Description
The knowledge gained from the speaker discriminability measures was used to implement an effective data selection procedure, that allows for the prediction of how well a speaker recognition system will behave without actually implementing the system. The use of speaker discriminability measures also leads to data reduction in speaker recognition training and testing, allowing for faster modeling and easier data storage, given that the latest speaker recognition corpora uses hundreds of gigabytes.
In particular, I focused primarily on Gaussian Mixture Model- (GMM) based speaker recognition systems, which comprise the majority of current state-of-the-art speaker recognition systems. Methods were investigated to make the speaker discriminability measures easily obtainable, such that the amount of computational resources required to extract these measures from the data would be significantly less in comparison to the computational resources required to run entire speaker recognition systems to determine what regions of speech are speaker discriminative.

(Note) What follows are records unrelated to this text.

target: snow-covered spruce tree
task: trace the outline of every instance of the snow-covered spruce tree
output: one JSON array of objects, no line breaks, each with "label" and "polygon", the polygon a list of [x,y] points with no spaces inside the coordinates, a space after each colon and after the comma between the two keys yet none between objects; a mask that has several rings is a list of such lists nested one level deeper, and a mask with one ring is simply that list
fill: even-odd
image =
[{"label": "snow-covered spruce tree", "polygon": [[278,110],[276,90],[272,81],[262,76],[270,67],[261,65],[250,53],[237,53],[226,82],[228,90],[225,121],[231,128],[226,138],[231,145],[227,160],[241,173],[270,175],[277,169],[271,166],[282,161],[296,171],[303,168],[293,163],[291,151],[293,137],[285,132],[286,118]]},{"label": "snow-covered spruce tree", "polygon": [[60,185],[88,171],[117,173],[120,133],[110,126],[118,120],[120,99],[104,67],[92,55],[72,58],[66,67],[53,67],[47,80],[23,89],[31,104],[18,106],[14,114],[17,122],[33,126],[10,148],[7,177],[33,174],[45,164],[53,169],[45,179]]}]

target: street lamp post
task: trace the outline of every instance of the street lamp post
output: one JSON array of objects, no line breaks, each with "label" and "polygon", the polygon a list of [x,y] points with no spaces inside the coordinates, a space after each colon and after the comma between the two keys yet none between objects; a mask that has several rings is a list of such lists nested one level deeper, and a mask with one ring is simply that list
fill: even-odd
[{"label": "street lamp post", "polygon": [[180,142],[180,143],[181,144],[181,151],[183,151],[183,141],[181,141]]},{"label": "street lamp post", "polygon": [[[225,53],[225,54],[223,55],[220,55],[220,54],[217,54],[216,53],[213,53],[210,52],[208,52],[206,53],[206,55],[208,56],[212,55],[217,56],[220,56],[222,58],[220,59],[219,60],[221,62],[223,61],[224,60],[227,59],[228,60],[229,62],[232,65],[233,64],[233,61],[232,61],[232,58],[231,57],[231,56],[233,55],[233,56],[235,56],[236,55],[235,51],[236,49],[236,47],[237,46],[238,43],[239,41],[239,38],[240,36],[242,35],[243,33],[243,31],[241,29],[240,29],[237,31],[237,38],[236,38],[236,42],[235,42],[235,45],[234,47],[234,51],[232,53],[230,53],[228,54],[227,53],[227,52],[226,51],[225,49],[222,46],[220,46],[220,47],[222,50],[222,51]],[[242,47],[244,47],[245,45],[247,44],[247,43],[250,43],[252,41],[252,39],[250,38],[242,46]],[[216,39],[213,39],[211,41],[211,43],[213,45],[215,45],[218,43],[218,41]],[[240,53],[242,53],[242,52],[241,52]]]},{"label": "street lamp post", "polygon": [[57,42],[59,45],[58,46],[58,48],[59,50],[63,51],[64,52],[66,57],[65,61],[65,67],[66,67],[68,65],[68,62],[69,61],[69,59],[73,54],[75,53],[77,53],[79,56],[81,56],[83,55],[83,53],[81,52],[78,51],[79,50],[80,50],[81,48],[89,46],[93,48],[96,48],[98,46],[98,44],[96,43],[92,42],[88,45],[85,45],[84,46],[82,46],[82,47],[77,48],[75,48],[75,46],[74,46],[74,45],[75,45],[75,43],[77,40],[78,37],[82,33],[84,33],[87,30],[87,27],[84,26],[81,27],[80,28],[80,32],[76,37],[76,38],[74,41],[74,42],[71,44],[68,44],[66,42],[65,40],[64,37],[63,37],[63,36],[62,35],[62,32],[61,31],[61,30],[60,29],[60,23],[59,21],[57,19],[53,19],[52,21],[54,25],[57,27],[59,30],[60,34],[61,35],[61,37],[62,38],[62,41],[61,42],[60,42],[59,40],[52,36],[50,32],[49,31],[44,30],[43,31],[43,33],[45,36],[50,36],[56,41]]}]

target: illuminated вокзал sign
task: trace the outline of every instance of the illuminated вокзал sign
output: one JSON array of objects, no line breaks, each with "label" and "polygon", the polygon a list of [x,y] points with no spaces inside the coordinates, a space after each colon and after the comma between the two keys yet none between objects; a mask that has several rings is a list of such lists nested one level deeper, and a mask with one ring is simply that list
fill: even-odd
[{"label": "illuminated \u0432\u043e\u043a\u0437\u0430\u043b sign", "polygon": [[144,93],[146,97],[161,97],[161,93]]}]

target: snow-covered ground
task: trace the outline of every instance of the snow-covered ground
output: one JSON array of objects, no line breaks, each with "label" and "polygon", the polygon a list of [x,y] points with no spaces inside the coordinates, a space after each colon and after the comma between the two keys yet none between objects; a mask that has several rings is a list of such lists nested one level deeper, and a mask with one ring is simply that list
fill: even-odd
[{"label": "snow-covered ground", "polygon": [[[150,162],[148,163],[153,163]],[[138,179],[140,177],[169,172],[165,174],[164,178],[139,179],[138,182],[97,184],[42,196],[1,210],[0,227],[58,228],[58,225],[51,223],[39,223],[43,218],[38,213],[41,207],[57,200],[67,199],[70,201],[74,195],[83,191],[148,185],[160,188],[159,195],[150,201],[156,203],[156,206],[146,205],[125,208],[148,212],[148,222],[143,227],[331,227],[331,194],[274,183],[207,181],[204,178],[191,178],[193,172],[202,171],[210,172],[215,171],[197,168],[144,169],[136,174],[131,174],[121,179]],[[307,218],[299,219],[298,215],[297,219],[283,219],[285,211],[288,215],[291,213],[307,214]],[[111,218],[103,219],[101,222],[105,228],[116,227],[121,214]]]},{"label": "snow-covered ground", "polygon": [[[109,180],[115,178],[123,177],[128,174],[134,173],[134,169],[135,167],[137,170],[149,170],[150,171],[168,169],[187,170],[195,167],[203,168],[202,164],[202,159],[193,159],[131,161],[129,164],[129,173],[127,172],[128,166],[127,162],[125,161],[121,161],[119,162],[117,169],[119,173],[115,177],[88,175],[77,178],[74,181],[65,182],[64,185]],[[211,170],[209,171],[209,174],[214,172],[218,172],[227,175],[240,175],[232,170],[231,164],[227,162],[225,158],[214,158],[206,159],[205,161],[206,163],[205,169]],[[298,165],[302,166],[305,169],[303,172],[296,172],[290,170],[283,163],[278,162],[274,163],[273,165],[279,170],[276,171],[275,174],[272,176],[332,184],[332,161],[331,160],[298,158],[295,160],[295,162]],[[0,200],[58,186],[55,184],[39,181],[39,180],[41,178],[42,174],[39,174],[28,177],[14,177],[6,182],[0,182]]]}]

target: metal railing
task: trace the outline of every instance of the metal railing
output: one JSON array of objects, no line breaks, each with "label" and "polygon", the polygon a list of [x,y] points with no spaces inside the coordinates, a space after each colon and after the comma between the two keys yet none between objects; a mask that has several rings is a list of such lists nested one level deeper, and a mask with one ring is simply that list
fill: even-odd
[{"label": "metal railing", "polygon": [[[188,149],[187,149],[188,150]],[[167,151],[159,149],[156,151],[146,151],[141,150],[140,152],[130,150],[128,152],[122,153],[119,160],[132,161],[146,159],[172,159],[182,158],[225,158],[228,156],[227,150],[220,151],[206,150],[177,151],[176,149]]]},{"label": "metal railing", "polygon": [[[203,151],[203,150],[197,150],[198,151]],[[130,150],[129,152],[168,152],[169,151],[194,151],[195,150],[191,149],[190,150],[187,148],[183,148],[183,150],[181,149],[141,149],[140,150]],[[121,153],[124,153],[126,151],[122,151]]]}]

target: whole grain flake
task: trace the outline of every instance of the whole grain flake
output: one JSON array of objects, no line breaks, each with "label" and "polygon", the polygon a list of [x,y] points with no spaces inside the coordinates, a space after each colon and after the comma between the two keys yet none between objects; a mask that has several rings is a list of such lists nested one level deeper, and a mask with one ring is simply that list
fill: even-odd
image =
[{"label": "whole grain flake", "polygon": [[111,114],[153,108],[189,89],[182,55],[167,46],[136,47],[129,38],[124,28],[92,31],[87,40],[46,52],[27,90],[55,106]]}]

Upon selecting the speech data using these measures, I created new speech units based on the data selected. The speaker recognition performances of the new speech units were compared to the existing units (mainly mono-phones and words) standalone and in combination. I found that in general, the new speech units are more speaker discriminative than the existing ones. Speaker recognition systems that use the new speech units as data in general outperformed systems using the existing speech units. This work, therefore, outlines an effective approach that is easy to implement for selecting speaker discriminative regions of data for speaker recognition.